Przypominam sobie czas ponownego wprowadzenia religii do szkół. Byłam wówczas wychowawczynią V klasy S.P. Uczęszczał do niej jeden niewierzący uczeń. Któregoś dnia moi chłopcy (ministranci) przynieśli do szkoły pęk krzyżyków od proboszcza z poleceniem rozwieszenia w klasach.
Zebrałam swoich wychowanków i przypomniałam im nasze rozmowy o demokracji, tolerancji, obronie słabszych. Wiedziałam, że stawiam przed nimi bardzo trudne zadanie. Mieli przegłosować sprawę krzyża w klasie. Potem wbiłam gwóźdź w ścianę i zostawiłam ich samych. Chyba nigdy nie byłam z nich taka dumna, jak wówczas, gdy oświadczyli: "Krzyż będziemy wywieszać tylko na lekcjach religii". Była to jedyna w szkole sala lekcyjna bez krzyża. Trwała do zmiany dyrektora.
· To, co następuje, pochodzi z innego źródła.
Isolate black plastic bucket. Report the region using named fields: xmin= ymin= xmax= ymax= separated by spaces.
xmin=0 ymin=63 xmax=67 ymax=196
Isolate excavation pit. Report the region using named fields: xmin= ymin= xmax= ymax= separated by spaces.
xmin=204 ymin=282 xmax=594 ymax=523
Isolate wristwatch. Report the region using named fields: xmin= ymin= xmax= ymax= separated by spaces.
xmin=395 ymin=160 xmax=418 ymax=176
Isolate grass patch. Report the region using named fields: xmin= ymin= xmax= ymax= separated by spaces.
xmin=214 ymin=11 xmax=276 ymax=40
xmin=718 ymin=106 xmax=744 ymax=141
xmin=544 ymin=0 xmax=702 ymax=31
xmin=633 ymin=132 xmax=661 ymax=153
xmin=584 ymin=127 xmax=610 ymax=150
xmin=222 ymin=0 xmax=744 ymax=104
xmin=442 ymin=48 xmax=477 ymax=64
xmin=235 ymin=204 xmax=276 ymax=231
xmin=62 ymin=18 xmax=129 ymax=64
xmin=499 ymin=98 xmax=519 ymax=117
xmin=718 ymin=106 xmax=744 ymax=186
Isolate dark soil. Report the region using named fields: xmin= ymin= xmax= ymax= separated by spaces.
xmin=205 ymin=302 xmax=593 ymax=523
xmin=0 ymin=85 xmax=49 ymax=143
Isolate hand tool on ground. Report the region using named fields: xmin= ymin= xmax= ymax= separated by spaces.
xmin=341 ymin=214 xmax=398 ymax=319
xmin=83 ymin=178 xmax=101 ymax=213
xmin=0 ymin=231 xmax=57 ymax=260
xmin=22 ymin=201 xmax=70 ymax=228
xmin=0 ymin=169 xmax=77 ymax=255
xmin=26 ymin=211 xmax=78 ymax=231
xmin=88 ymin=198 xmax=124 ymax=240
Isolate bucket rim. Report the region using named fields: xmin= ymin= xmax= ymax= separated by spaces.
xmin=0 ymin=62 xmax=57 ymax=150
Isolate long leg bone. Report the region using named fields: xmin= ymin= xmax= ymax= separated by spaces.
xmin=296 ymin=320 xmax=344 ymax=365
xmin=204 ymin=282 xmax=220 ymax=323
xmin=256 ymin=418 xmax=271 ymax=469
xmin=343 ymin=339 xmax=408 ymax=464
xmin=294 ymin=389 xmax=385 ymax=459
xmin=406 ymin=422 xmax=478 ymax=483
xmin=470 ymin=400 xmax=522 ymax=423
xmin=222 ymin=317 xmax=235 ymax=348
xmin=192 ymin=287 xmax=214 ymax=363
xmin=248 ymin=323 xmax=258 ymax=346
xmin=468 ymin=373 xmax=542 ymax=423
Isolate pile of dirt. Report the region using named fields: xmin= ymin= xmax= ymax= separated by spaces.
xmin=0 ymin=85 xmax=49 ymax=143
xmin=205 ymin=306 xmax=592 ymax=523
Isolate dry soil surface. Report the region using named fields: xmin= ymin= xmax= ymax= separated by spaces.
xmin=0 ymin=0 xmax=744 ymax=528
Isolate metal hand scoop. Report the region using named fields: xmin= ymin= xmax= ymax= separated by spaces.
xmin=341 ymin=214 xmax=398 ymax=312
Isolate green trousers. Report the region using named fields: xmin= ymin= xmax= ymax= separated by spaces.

Kilka lat później jakiś gorliwiec solidnie i na stałe przymocował krzyż na ścianie. Widziałam zawód w oczach dzieci. "To jest dyskryminacja" - przyznaliśmy wspólnie. Nowa dyrektorka przyznała w tajemnicy, że największą rolę w jej awansie odegrała opinia proboszcza.